As an example, for Reddit, HPI is relying on data fetched by rexport library. So the pipeline looks like:
< 🌐 Reddit | ⇓⇓⇓ { rexport/export.py (automatic, e.g. cron) } ⇓⇓⇓ |💾 /backups/reddit/*.json | ⇓⇓⇓ HPI (my.reddit) ⇓⇓⇓ < python interface >
So, in your reddit config, similarly to Takeout, you need export_path
, so HPI knows how to find your Reddit data on the disk.
But there is an extra caveat: rexport is already coming with nice data bindings to parse its outputs.
Another design decision of HPI is to use existing code and libraries as much as possible, so we also specify a path to rexport
repository in the config.
(note: in the future it's possible that rexport will be installed via PIP, I just haven't had time for it so far).
Several other HPI modules are following a similar pattern: hypothesis, instapaper, pinboard, kobo, etc.
Twitter is interesting, because it's an example of an HPI module that arbitrates between several data sources from the same service.
The reason to use multiple in case of Twitter is:
- there is official Twitter Archive, but it's manual, takes several days to complete and hard to automate.
- there is twint, which can get real-time Twitter data via scraping But Twitter has a limitation and you can't get data past 3200 tweets through API or scraping.
So the idea is to export both data sources on your disk:
< 🌐 Twitter | ⇓⇓ ⇓⇓ { manual archive download } { twint (automatic, cron) } ⇓⇓⇓ ⇓⇓⇓ |💾 /backups/twitter-archives/*.zip | |💾 /backups/twint/db.sqlite | .............
What we do next is:
- Process raw data from twitter archives (manual export, but has all the data)
- Process raw data from twint database (automatic export, but only recent data)
- Merge them together, overlaying twint data on top of twitter archive data
............. |💾 /backups/twitter-archives/*.zip | |💾 /backups/twint/db.sqlite | ⇓⇓⇓ ⇓⇓⇓ HPI (my.twitter.archive) HPI (my.twitter.twint) ⇓ ⇓ ⇓ ⇓ ⇓ HPI (my.twitter.all) ⇓ ⇓ ⇓⇓ ⇓ < python interface> < python interface> < python interface>
For merging the data, we're using a tiny auxiliary module, my.twitter.all
(It's just 20 lines of code, check it out).
Since you have two different sources of raw data, you need to specify two bits of config:
class twint: export_path = '/backups/twint/db.sqlite'
class twitter_archive: export_path = '/backups/twitter-archives/*.zip'
Note that you can also just use my.twitter.archive
or my.twitter.twint
directly, or set either of paths to empty string: ''
Connecting to other apps
As a user you might not be so interested in Python interface per se.. but a nice thing about having one is that it's easy to connect the data with other apps and libraries!

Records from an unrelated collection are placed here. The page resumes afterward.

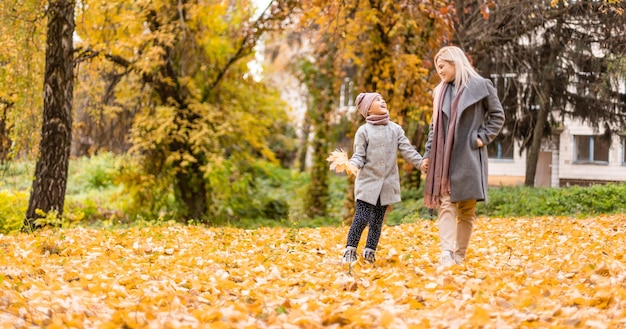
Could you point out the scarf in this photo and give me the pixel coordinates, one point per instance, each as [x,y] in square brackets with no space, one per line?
[380,119]
[438,175]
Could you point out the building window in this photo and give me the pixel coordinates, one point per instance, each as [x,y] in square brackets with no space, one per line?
[591,149]
[501,148]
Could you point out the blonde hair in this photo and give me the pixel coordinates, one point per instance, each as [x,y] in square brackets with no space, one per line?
[463,69]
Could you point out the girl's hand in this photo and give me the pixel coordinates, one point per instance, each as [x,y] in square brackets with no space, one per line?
[424,165]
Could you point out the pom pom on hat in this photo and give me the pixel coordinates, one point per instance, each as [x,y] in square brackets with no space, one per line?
[364,101]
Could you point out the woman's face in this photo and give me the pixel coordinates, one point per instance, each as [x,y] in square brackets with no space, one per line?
[378,107]
[446,70]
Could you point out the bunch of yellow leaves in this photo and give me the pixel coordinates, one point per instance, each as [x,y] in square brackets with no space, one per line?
[340,163]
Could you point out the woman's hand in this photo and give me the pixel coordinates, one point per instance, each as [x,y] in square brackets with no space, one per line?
[424,165]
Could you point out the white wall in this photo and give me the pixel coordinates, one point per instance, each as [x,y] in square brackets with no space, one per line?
[613,171]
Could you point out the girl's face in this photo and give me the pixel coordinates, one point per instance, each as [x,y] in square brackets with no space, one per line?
[446,70]
[378,107]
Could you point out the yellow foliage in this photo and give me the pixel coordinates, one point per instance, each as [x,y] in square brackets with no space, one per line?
[191,277]
[340,163]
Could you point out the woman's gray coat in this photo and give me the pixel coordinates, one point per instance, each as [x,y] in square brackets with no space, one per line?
[480,115]
[376,155]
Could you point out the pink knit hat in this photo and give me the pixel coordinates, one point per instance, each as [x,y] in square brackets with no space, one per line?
[364,101]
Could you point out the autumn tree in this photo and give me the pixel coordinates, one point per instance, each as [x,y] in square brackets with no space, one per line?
[48,191]
[202,118]
[552,59]
[22,58]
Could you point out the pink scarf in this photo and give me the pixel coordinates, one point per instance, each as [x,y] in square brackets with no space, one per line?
[438,175]
[378,119]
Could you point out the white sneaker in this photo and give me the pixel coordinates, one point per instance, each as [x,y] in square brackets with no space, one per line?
[349,256]
[447,259]
[369,255]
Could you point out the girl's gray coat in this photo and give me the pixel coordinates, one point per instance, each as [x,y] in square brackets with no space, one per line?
[480,116]
[376,155]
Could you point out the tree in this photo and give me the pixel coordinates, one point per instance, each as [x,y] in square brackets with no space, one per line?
[22,61]
[48,191]
[202,119]
[552,59]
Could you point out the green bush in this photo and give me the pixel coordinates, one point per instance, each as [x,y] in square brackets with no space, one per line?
[567,201]
[13,206]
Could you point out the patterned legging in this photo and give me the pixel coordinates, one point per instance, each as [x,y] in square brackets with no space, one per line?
[366,214]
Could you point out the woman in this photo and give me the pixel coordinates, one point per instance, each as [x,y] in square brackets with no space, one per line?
[467,116]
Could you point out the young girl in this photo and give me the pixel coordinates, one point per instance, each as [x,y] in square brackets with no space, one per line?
[377,184]
[467,116]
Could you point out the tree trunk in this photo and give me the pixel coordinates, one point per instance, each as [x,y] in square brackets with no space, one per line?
[535,147]
[48,190]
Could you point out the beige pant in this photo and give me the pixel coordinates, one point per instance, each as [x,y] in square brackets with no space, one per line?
[456,222]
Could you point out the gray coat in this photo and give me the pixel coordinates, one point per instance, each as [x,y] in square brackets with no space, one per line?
[480,115]
[376,155]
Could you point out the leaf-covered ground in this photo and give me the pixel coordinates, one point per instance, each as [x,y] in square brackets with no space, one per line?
[524,272]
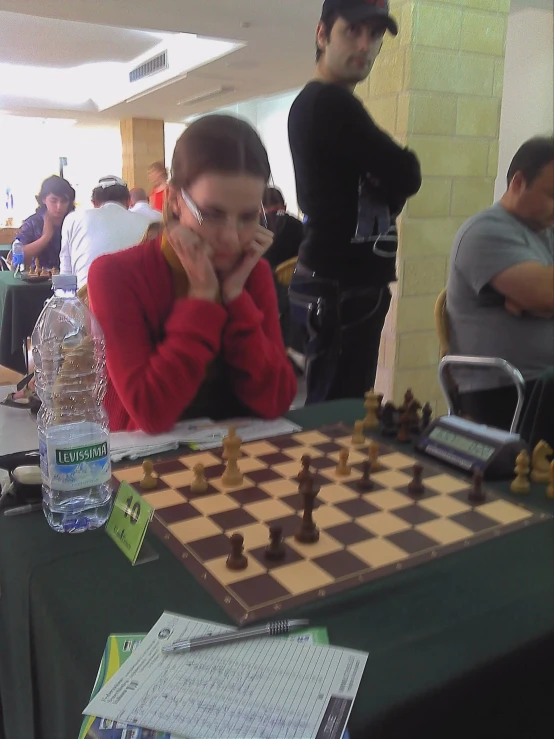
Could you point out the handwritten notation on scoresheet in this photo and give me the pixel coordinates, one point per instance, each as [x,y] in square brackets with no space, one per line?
[267,688]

/---- 💻promnesia --- | browser extension > | python interface > ----+---- 💻orger --- |💾 org-mode mirror | +-----💻memacs --- |💾 org-mode lifelog | +-----💻???? --- | REST api > +-----💻???? --- | Datasette > \-----💻???? --- | Memex >
See more in "How do you use it?" section.
Adding/modifying modules
The easiest is just to run HPI via with_my wrapper or with an editable PIP install. That way your changes will be reflected immediately, and you will be able to quickly iterate/fix bugs/add new methods.
The "proper way" (unless you want to contribute to the upstream) is to create a separate file hierarchy and add your module to PYTHONPATH
.
For example, if you want to add an awesomedatasource
, it could be:
custom_module └── my └──awesomedatasource.py
You can use all existing HPI modules in awesomedatasource.py
, for example, my.config
, or everything from my.core
.
But also, you can use override the builtin HPI modules too:
custom_reddit_overlay └── my └──reddit.py
Now if you add my_reddit_overlay
in the front of PYTHONPATH
, all the downstream scripts using my.reddit
will load it from custom_reddit_overlay
instead.
This could be useful to monkey patch some behaviours, or dynamically add some extra data sources – anything that comes to your mind.
I'll put up a better guide on this, in the meantime see "namespace packages" for more info.